Search code examples
sharepointoffice365databricksfpdfoffice365api

How to send a pdf object from Databricks to Sharepoint?


INTRO: I have a Databricks notebook where I create a pdf file based on some data. In order to generate the file I am using the fpdf library:

from fpdf import FPDF, HTMLMixin

Thanks to the library I generate a pdf file which is of type: <__main__.HTML2PDF at 0x7f3b73720fd0>. My goal now is to send this pdf to a sharepoint folder. To do so I am using the following lines of code:

from office365.runtime.auth.user_credential import UserCredential
from office365.sharepoint.client_context import ClientContext
from office365.sharepoint.files.file import File

# paths
sharepoint_site = "MySharepointSite" 
sharepoint_folder = "Shared Documents/General/PDFs/" 
sharepoint_user = "aaa@bbb.onmicrosoft.com" 
sharepoint_user_pw = "xyz" 
sharepoint_folder = sharepoint_folder.strip("/")

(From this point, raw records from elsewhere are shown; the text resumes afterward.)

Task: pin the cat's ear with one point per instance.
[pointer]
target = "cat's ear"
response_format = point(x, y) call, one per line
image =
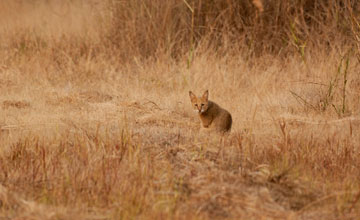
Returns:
point(206, 95)
point(192, 96)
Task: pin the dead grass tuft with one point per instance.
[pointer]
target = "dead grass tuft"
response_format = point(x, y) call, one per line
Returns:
point(96, 122)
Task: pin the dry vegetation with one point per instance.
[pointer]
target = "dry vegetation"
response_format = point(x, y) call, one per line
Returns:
point(96, 122)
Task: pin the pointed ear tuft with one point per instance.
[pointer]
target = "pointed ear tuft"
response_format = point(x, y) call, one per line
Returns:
point(206, 95)
point(192, 96)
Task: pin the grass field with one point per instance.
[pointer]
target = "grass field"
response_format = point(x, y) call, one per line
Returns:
point(96, 120)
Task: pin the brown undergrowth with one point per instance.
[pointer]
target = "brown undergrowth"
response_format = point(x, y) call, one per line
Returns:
point(96, 122)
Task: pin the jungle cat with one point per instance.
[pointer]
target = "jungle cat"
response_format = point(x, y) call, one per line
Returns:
point(212, 116)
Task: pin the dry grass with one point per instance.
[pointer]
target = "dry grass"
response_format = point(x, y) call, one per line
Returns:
point(96, 122)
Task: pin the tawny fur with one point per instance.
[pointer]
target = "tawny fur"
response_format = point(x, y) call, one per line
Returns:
point(212, 116)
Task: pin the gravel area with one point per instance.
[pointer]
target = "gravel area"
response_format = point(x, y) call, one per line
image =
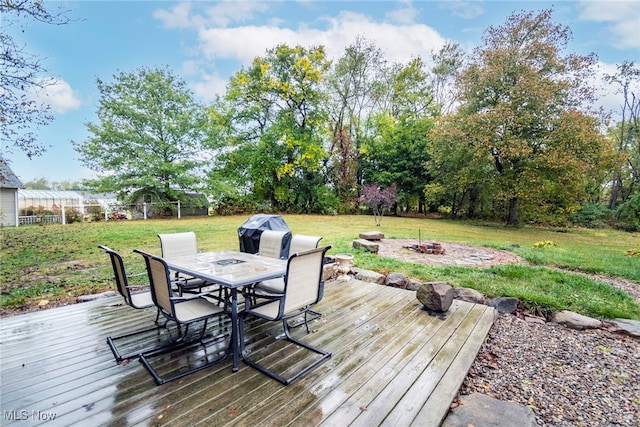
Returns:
point(568, 377)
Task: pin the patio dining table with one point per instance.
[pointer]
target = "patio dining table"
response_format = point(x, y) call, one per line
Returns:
point(232, 270)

# set environment variables
SITE_URL = f"https://sharepoint.com/sites/{sharepoint_site}"
RELATIVE_URL = f"/sites/{sharepoint_site}/{sharepoint_folder}"

# connect to sharepoint
ctx = ClientContext(SITE_URL).with_credentials(UserCredential(sharepoint_user, sharepoint_user_pw))
web = ctx.web
ctx.load(web).execute_query()

# Generate PDF
pdf = generate_pdf(ctx, row['ServerRelativeUrl'])

# HERE IS MY ISSUE!
ctx.web.get_folder_by_server_relative_url(sharepoint_folder).upload_file('test.pdf', pdf).execute_query()

PROBLEM: When I reach the last row I get the following error message:

TypeError: Object of type HTML2PDF is not JSON serializable

I believe that pdf objects cannot be serialized to be JSON and therefore I am stuck and I do not know how to send the PDF to the sharepoint.

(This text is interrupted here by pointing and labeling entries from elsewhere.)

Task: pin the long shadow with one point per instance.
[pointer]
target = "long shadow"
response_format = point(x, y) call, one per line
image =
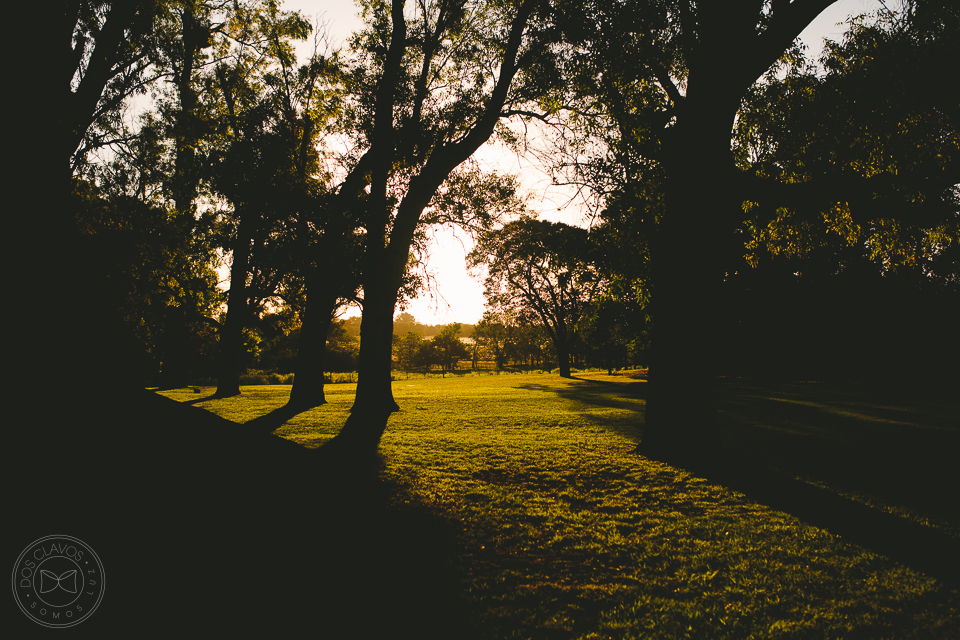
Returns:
point(604, 394)
point(900, 452)
point(220, 530)
point(270, 422)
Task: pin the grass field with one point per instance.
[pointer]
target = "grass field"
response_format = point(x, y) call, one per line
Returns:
point(562, 532)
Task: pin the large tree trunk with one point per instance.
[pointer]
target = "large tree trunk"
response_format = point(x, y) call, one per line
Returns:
point(374, 388)
point(308, 381)
point(687, 273)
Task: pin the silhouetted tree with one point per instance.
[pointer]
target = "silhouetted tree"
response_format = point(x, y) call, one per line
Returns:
point(671, 78)
point(430, 91)
point(542, 270)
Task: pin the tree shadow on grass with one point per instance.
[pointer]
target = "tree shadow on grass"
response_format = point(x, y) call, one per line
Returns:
point(232, 532)
point(602, 394)
point(270, 422)
point(840, 441)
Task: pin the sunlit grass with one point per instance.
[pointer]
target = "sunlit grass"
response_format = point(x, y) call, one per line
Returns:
point(563, 533)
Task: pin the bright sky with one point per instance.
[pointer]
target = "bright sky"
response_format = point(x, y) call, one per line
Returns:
point(456, 296)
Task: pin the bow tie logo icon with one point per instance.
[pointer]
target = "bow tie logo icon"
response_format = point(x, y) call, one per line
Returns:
point(66, 581)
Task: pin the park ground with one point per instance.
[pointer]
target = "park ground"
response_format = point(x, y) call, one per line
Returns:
point(514, 506)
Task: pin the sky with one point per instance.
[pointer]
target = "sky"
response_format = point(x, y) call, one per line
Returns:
point(456, 295)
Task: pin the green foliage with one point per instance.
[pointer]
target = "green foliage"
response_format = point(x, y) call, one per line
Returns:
point(543, 272)
point(863, 124)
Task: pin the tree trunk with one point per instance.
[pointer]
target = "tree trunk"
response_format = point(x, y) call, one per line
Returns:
point(374, 388)
point(563, 359)
point(308, 381)
point(231, 333)
point(687, 273)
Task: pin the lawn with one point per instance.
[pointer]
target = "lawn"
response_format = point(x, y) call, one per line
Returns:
point(562, 532)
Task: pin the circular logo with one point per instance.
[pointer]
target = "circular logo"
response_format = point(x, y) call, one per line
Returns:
point(58, 581)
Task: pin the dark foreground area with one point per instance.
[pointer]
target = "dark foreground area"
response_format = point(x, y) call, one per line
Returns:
point(204, 527)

QUESTION: Would you be able to suggest a smart and elegant way to achieve my goal i.e sending the pdf file to the sharepoint please?


Solution

  • I was able to solve this problem by saving the pdf as a string, then encoding it and finally pushing it to the sharepoint:

    pdf_binary = pdf.output(dest='S').encode("latin1")
    ctx.web.get_folder_by_server_relative_url(sharepoint_folder).upload_file("test.pdf", pdf_binary).execute_query()
    

    Note: If it does not work, try to change the encoding type.